Stationary-phase EPR for exploring protein structure, conformation, and dynamics in spin-labeled proteins.
- Author(s): López, Carlos J
- Fleissner, Mark R
- Brooks, Evan K
- Hubbell, Wayne L
- et al.
Published Web Locationhttps://doi.org/10.1021/bi5011128
Proteins tethered to solid supports are of increasing interest in bioanalytical chemistry and protein science in general. However, the extent to which tethering modifies the energy landscape and dynamics of the protein is most often unknown because there are few biophysical methods that can determine secondary and tertiary structures and explore conformational equilibria and dynamics of a tethered protein with site-specific resolution. Site-directed spin labeling (SDSL) combined with electron paramagnetic resonance (EPR) offers a unique opportunity for this purpose. Here, we employ a general strategy using unnatural amino acids that enables efficient and site-specific tethering of a spin-labeled protein to a Sepharose solid support.

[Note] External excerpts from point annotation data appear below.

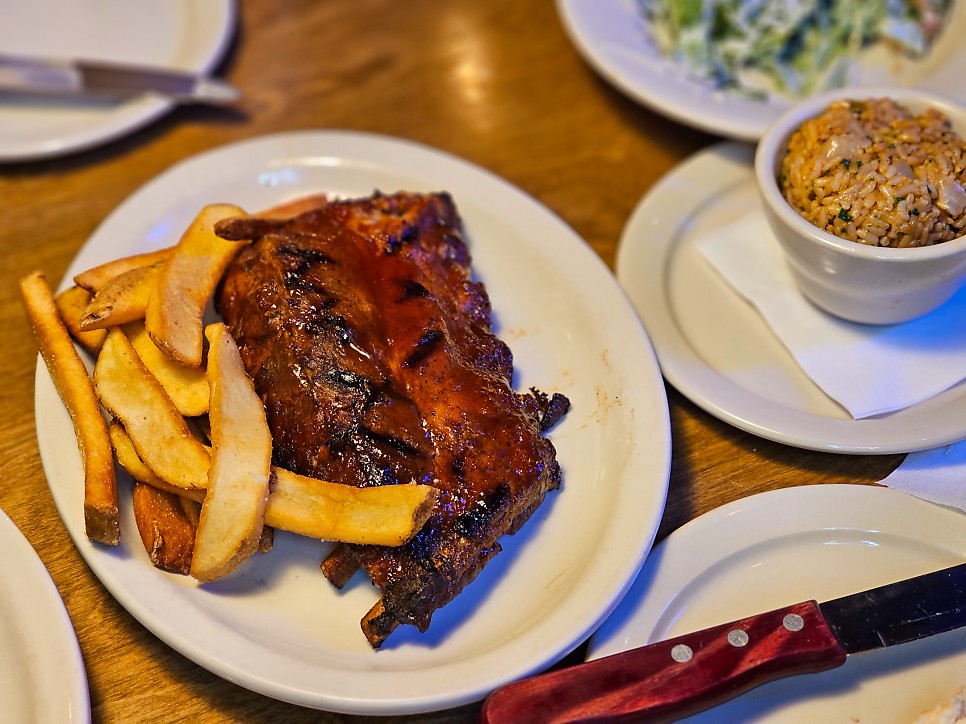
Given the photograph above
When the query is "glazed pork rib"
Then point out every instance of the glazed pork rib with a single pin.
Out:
(372, 350)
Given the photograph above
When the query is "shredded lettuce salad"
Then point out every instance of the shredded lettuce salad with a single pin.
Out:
(793, 47)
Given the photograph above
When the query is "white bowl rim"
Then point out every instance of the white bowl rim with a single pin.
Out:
(775, 137)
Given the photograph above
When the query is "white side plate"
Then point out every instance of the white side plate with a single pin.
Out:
(612, 36)
(716, 349)
(778, 548)
(182, 34)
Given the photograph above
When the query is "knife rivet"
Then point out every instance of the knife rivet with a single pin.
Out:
(793, 622)
(682, 653)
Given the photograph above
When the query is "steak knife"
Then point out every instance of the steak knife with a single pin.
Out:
(80, 78)
(687, 674)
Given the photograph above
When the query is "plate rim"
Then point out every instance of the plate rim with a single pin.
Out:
(134, 114)
(694, 377)
(39, 586)
(276, 144)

Remarkably, EPR spectra of spin-labeled T4 lysozyme (T4L) reveal that a single site-specific attachment suppresses rotational motion of the protein sufficiently to allow interpretation of the spectral line shape in terms of protein internal dynamics. Importantly, line shape analysis and distance mapping using double electron-electron resonance reveal that internal dynamics, the tertiary fold, conformational equilibria, and ligand binding of the tethered proteins were similar to those in solution, in contrast to random attachment via native lysine residues. The results of this study set the stage for the development of an EPR-based flow system that will house soluble and membrane proteins immobilized site-specifically, thereby enabling facile screening of structural and dynamical effects of binding partners.